Being a loyal Democrat today means defending everything Democrats fought against for decades.
It’s now grape Kool-Aid versus cherry Kool-Aid. Both pretty colors, both slickly marketed, but they are both full of things that are bad for children and other living things.
Well said, as usual, Michelle. Recc’d.
There is absolutely no excuse for poverty in this country. Of course, as a Socialist, I believe the real reason for it is so capitalists can keep wages down and thus enhance their profits. When our political and economic system has one goal and one goal only–increasing wealth for those who already have it, with a few exceptions made for a few lucky people so there’s a dangling carrot to the majority–cruel and sociopathic behavior by our power elites is rewarded.
You eloquently and accurately describe one result of this system.
One old cocksucker to a younger cocksucker.
Food, water, shelter, medicine and education should be basic human rights. There should be a new bill of rights amended into the constitution that includes them.
Get rid of the Democratic and Republican parties, and that’s possible. Of course, to get rid of them, you have to get rid of their sponsors.
…X 2
We Americans do not live in a poor land…compared to China or India our population numbers nationally and per state should make it very possible to keep lifting more humans up into a better life with better opportunities. This is not about all of us becoming a Buffet or a Gates or a Bloomberg. It is about being able to function as human beings who are treated fairly and with dignity. Work is a social function as well as a economic function. Healthcare and social security are basic decent components of a equitable society. The young need nurturing.The elderly need compassion.We all need some basic human decency of action taken and mercy given. Education and instilling the values of society are not just the function of our schools but should/need be functions of shared community,shared commonwealth and simple acts of being humanbeings who face the sun each morning the stars each evening with dignity and self respect. Perfection is not the goal but living life as humanbeings in and with dignity is and should be.

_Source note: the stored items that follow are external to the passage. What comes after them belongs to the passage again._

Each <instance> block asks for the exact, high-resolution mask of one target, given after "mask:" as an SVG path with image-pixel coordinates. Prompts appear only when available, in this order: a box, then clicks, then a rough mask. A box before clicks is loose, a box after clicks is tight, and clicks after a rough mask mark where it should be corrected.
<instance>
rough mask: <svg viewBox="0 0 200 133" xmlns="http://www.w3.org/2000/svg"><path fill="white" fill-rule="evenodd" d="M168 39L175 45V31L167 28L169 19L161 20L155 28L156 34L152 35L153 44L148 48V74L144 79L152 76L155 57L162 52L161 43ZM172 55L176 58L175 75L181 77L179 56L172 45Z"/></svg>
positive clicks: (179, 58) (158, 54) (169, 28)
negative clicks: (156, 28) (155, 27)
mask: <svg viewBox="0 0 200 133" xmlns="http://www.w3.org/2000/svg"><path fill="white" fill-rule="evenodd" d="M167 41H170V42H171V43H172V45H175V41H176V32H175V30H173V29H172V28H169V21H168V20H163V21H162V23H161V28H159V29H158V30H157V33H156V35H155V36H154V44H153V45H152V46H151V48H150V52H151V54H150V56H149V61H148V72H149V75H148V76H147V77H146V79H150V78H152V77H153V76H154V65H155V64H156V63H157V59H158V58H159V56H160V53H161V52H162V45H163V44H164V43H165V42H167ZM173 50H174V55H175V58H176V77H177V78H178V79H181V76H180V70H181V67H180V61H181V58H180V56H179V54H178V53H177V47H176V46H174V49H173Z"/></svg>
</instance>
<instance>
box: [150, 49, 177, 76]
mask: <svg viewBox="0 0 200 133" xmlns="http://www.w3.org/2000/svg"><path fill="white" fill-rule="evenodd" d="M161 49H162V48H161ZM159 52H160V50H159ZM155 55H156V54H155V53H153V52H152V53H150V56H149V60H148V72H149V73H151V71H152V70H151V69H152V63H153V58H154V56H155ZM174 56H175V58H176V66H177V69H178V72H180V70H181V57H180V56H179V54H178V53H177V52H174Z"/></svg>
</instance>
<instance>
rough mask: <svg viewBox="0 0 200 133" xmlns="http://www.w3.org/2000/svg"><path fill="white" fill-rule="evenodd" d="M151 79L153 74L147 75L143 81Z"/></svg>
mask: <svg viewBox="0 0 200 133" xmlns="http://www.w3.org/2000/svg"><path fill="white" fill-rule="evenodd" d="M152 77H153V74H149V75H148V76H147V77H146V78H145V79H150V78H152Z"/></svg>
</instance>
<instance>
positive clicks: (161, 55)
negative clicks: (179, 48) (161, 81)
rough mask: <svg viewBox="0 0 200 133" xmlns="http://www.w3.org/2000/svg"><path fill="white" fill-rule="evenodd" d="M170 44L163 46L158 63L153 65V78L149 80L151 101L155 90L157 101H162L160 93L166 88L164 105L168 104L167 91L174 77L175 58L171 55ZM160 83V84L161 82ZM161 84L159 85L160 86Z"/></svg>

Americans are not poor. We have a current economic/social scheme that fails to serve many humans very well while giving way too much to a few humans at the top of it. We have this D and R two party regime that produces too little too often while squandering our time,wealth and aspirations. WashingtonDC is very good at killing humans. For some hellish reasons. Helping humans? Not so much.
The falldown we face as Americans which MC describes very well above is not going to be solved by capitalism — not solved by the Rs or Ds and surely not solved by more self delusion being deployed that capitalism or the Rs or the Ds are interested or willing to do anything other than what they have been doing these last 10,25,50 or 100 years.
Electing Corporatist/Is a WarCriminal Obama or Corporatist/ WannaBe WarCriminal Romney and thinking either one is able or capable of leading us anywhere but down into a deeper social,economic and demeaned humanity HellHole is the worst of self and shared delusion.
Undoubtedly we will be getting a pile of D vs. R junk coming out of the Ds national convention this week. Partisan simpletons fare it surely will be and is too.